Ou peut-être pas. En 2050, le monde pourrait regarder en arrière et considérer que la pandémie n’est guère plus qu’une péripétie dans un effort long et surtout futile pour conjurer le réchauffement climatique. Malgré une baisse temporaire des émissions de carbone due à l’épidémie de 2020, les pays se sont tournés vers les combustibles fossiles bon marché pour relancer leur économie après la crise. Les émissions de carbone ont explosé et les températures ont suivi, ouvrant la voie à un réchauffement de 5 °C d’ici la fin du siècle.
Ce ne sont là que deux visions possibles de l’avenir. Personne ne sait comment la pandémie actuelle va se dérouler ; on ne sait pas non plus si l’humanité finira par s’unir pour éviter une éventuelle catastrophe climatique. Mais les chercheurs en climatologie ont besoin d’explorer les types de problèmes qui pourraient émerger avec différents niveaux de réchauffement. Ils ont donc élaboré une série de scénarios destinés à représenter un éventail de futurs auxquels l’humanité pourrait être confrontée1. Leur objectif est d’étudier comment différentes politiques pourraient modifier les émissions de carbone – et comment la planète réagira à tout ce gaz qui piège la chaleur.

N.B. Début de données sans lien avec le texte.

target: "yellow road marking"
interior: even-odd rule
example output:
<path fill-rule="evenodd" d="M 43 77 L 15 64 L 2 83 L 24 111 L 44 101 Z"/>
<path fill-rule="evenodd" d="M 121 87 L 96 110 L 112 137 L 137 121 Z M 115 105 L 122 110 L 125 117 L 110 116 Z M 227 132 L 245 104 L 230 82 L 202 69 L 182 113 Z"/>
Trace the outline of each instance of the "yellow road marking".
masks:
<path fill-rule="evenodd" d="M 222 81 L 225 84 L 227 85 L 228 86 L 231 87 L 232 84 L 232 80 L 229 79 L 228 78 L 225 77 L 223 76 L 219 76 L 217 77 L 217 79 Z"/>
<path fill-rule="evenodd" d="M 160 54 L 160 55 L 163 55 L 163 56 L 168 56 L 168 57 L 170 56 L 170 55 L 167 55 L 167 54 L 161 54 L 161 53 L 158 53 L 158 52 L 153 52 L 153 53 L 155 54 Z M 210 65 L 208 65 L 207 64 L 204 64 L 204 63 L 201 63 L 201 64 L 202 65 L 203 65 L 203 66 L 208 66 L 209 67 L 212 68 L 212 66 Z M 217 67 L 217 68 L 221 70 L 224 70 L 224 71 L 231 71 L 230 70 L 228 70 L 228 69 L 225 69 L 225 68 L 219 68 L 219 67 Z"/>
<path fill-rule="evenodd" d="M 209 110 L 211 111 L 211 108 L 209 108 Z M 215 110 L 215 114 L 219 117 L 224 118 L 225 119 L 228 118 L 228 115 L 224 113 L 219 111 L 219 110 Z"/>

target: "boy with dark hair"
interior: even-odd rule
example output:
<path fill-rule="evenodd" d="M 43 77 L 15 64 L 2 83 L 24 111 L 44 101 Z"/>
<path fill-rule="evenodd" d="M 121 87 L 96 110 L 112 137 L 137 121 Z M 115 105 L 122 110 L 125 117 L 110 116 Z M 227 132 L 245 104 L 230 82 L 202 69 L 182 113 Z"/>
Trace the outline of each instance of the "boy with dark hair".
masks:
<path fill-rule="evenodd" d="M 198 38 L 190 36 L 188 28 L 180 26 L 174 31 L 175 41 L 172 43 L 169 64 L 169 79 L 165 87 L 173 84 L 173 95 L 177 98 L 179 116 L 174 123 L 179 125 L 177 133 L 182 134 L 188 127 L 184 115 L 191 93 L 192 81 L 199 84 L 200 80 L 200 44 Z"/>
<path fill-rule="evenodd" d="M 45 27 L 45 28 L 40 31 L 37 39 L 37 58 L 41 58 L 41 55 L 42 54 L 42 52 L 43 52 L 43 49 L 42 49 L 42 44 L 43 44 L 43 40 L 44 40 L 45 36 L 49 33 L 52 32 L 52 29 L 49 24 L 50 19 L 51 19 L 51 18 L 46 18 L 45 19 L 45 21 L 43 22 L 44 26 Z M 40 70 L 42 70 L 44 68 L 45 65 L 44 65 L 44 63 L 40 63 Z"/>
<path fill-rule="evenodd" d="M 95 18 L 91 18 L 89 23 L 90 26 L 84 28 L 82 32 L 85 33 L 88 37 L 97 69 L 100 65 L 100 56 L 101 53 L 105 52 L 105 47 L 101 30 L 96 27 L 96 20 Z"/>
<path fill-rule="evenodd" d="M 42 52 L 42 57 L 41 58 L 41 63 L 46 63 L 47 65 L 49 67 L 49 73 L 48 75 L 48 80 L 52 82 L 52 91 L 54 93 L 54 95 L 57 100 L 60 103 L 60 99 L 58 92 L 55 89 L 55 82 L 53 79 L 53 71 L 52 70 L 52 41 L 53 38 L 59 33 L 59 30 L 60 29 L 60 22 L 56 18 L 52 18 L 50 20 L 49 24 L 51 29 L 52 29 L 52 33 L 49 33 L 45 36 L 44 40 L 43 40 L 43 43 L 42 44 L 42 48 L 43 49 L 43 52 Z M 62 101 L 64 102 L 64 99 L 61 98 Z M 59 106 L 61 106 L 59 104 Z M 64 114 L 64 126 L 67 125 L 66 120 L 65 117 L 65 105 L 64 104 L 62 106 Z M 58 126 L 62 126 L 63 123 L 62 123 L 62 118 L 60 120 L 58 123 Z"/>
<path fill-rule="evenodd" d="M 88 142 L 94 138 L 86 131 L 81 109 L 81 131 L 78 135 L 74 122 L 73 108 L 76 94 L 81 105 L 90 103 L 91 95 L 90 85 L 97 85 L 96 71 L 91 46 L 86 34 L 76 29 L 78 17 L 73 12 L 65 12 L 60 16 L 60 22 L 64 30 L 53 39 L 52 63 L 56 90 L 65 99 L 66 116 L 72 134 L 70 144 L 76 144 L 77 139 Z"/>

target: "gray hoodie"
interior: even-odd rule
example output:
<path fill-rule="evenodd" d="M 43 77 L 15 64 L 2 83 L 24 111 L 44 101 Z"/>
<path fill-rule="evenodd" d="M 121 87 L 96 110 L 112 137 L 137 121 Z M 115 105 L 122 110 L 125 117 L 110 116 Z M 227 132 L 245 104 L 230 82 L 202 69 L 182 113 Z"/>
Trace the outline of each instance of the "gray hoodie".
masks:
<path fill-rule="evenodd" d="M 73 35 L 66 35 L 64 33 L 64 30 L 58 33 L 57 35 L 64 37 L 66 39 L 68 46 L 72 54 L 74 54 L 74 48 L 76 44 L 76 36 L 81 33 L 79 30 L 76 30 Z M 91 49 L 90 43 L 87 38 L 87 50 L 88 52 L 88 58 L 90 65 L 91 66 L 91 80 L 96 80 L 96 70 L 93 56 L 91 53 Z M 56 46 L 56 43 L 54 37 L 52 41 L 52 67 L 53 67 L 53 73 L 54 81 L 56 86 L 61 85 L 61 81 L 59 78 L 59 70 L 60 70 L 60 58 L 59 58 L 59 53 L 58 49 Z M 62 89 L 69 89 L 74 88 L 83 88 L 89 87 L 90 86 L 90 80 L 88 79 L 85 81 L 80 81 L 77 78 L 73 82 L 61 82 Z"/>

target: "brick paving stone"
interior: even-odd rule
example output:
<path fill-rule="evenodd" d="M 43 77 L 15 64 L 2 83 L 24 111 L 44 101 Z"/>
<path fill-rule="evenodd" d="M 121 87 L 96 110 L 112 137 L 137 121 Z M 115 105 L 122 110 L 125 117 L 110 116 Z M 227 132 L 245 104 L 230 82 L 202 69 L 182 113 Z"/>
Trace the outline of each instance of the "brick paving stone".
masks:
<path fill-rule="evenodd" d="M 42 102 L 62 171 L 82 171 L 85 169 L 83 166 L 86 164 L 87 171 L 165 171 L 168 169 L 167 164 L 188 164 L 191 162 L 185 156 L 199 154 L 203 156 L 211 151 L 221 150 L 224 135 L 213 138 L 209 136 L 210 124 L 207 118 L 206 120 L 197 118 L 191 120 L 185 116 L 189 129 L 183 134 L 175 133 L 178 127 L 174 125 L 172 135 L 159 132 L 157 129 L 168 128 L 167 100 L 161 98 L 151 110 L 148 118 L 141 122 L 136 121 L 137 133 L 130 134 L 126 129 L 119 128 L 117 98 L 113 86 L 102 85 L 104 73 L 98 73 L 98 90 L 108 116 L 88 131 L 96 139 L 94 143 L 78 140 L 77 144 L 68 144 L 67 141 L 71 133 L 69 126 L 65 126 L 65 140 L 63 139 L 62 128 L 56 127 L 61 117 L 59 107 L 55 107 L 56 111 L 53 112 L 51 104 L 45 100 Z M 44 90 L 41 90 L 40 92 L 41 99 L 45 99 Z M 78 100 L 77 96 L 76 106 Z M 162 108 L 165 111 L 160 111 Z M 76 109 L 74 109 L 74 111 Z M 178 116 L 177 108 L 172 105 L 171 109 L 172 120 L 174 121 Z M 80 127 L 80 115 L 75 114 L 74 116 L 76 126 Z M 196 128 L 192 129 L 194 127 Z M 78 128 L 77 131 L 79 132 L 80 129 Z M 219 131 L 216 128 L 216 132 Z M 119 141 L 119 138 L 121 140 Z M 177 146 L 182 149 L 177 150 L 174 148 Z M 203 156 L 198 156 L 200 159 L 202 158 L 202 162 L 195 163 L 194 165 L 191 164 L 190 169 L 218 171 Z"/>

À une extrémité du spectre, les scénarios optimistes explorent des mondes dans lesquels les gouvernements unissent leurs forces pour faire progresser les technologies à faible émission de carbone tout en réduisant la pauvreté et les inégalités. À l’autre extrémité, les pays augmentent leur utilisation de combustibles fossiles bon marché et poursuivent la croissance économique à tout prix.
Des équipes de recherche ont fait tourner ces scénarios (voir « Un éventail de futurs ») à travers les principaux modèles climatiques du monde pour la première fois, fournissant des projections de la façon dont la Terre pourrait réagir à différentes voies socio-économiques. Ces simulations alimenteront la recherche sur le climat dans les années à venir et joueront un rôle central dans la prochaine évaluation majeure du réchauffement planétaire par le Groupe d’experts intergouvernemental sur l’évolution du climat (GIEC), qui doit être publiée l’année prochaine. La recherche pourrait également avoir un rôle clé dans les négociations autour d’une nouvelle série d’engagements pour réduire les émissions dans le cadre de l’accord de Paris sur le climat de 2015.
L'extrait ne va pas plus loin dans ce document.